Could 100 climate scientists reach consensus on what we should do about AGW? Would that consensus be realistic?
–bks
@bks: Who knows. There was the Kyoto Protocol in which the agreed ‘solution’ was known even at the time to be ineffective (planting trees) but people said “what the hell, it does some good even if it does jack to lessen global warming”. Part of the problem is that there’s no One Solution That Will Work. We simply have to put effort into developing alternative energy sources, especially the wind/sun/tidal types and see how we go. I think even “biofuel” should be developed but kept experimental (it competes with good land which is probably better used for crops). A lot of the scientists involved are also rather clueless about the scale of the problems. Even many who routinely write out “TgC/yr” tend to propose impractical things that just wouldn’t work because they don’t know much about the current practices for obtaining fuel/energy and the scales involved. The world today consumes tens of millions of barrels of oil per day (and thousands of tons of coal, and millions of cubic meters of gas) – that’s some monstrous figure which we need to work on. Then of course many businesses will fight every step of the way to maintain the status quo.

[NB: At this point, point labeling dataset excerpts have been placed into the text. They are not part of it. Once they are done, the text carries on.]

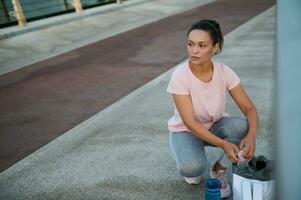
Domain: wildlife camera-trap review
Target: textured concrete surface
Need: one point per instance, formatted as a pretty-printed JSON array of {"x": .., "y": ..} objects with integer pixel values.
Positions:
[
  {"x": 41, "y": 101},
  {"x": 123, "y": 152},
  {"x": 97, "y": 24}
]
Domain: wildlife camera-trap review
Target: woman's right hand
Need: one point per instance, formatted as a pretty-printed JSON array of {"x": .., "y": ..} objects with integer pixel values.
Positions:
[{"x": 231, "y": 150}]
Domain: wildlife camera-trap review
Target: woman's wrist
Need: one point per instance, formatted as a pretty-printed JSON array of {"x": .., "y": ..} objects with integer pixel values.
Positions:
[{"x": 252, "y": 134}]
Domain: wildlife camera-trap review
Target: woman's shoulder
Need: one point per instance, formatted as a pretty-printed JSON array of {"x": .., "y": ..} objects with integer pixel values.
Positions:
[
  {"x": 222, "y": 67},
  {"x": 181, "y": 71}
]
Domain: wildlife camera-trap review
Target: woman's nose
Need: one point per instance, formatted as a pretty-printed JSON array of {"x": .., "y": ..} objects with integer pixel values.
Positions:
[{"x": 195, "y": 50}]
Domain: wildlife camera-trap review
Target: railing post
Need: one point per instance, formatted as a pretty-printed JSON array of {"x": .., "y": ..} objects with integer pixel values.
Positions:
[
  {"x": 19, "y": 13},
  {"x": 64, "y": 4},
  {"x": 78, "y": 6}
]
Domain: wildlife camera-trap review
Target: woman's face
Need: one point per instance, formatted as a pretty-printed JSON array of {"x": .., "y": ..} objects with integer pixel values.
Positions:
[{"x": 200, "y": 47}]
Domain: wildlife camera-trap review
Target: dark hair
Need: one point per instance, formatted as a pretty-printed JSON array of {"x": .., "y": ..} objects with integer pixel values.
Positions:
[{"x": 211, "y": 27}]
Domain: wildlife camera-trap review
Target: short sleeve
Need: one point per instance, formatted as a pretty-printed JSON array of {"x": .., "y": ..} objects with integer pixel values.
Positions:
[
  {"x": 232, "y": 80},
  {"x": 177, "y": 84}
]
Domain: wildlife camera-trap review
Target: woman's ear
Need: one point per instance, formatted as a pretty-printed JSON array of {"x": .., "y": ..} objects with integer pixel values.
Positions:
[{"x": 216, "y": 49}]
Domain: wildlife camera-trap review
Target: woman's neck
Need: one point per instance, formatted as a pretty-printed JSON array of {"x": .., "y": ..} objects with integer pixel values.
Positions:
[{"x": 203, "y": 68}]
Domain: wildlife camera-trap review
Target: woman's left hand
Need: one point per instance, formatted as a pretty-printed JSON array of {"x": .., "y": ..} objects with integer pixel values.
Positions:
[{"x": 248, "y": 143}]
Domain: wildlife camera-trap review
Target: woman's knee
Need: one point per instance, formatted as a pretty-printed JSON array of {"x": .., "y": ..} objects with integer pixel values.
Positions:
[
  {"x": 240, "y": 127},
  {"x": 192, "y": 168}
]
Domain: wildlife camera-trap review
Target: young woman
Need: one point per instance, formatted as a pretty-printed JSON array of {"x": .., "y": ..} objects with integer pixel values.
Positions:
[{"x": 199, "y": 87}]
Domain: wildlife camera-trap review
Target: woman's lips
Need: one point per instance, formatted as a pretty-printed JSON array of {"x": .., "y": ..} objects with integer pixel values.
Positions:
[{"x": 193, "y": 58}]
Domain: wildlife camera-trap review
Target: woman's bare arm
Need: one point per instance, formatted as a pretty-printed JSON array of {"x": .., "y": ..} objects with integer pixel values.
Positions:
[{"x": 185, "y": 108}]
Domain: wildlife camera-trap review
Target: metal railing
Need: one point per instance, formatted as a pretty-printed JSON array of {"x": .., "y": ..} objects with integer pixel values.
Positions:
[{"x": 21, "y": 11}]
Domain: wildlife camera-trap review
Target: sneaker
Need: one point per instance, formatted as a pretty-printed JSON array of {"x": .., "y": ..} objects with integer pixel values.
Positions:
[
  {"x": 221, "y": 175},
  {"x": 193, "y": 181}
]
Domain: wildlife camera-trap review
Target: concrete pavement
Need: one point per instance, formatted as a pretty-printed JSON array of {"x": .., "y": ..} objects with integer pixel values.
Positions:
[
  {"x": 123, "y": 153},
  {"x": 42, "y": 101}
]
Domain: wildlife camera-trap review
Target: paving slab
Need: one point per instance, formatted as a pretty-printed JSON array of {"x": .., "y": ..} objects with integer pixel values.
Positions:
[
  {"x": 122, "y": 152},
  {"x": 44, "y": 100}
]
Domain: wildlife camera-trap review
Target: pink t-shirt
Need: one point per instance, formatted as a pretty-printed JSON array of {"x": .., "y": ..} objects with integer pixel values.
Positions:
[{"x": 208, "y": 99}]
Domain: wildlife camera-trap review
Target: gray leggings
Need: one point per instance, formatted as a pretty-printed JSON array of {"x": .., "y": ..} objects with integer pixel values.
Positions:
[{"x": 188, "y": 150}]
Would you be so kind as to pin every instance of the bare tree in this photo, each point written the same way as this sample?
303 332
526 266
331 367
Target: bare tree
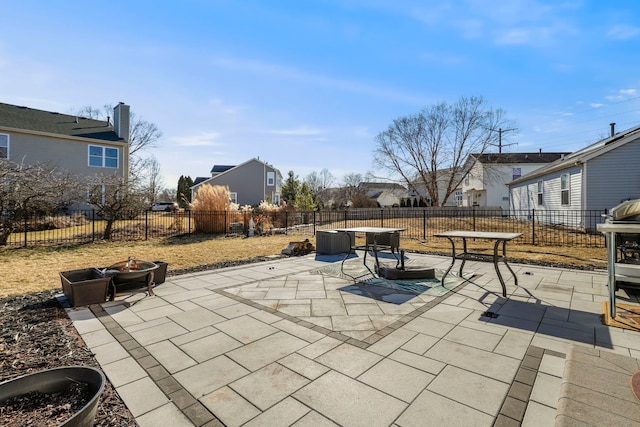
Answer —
350 183
150 182
428 150
114 200
319 181
27 188
143 135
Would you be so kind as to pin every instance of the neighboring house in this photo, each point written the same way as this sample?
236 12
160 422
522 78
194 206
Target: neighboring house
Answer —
597 177
85 147
249 183
385 193
333 198
418 189
485 183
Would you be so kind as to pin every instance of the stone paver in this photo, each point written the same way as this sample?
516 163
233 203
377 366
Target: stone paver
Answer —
273 344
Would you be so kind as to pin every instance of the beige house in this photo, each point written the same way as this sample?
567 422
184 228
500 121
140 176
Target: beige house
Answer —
486 182
385 193
249 183
85 147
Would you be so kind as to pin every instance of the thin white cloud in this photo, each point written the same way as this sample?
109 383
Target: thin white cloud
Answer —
299 131
442 58
516 22
201 139
292 73
220 107
623 32
622 94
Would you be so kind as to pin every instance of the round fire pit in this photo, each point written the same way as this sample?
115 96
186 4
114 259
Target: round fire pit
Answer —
58 380
132 273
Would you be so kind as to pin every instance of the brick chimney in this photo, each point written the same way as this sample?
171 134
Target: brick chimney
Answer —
121 121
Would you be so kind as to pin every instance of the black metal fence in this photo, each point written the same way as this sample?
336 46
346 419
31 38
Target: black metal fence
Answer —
538 227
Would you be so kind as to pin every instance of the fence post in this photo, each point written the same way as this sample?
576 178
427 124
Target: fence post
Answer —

Point out that nobody who knew the subject took Lovelock’s original ideas seriously, because they were completely ridiculous. Lovelock is not and has never been a climatologist, and has never really had anything worthwhile to say on the subject. He didn’t know what he was talking about then, and he still doesn’t.
I’m not really sure that this is accurate. The “hockey stick” isn’t really about describing recent climate change, it’s about placing recent climate change in a wider historical context. (For human-scale values of “recent”. I suppose you could say the HS describes “recent climate change” if you were talking in geological terms, but that risks playing into the meme that we only know it’s getting warmer by looking at proxy reconstructions, which isn’t really true. It’s funny really – most of the attacks on the HS have been attacking the wrong bit. We know what the shape of the “blade” should be, because that’s the instrumental record.)
@susan
Show them that Lovelock’s old views were not driven by reality any more than his new ones. Climate change is bad, but lovelock used to believe that mankind would be huddled at the poles dying by the year 2100. That was never a defensible position. His reasons for changing views are also easy to expose as ridiculous. He claims that warming has not followed projections. Just show them the actual graphs of warming v IPCC projections.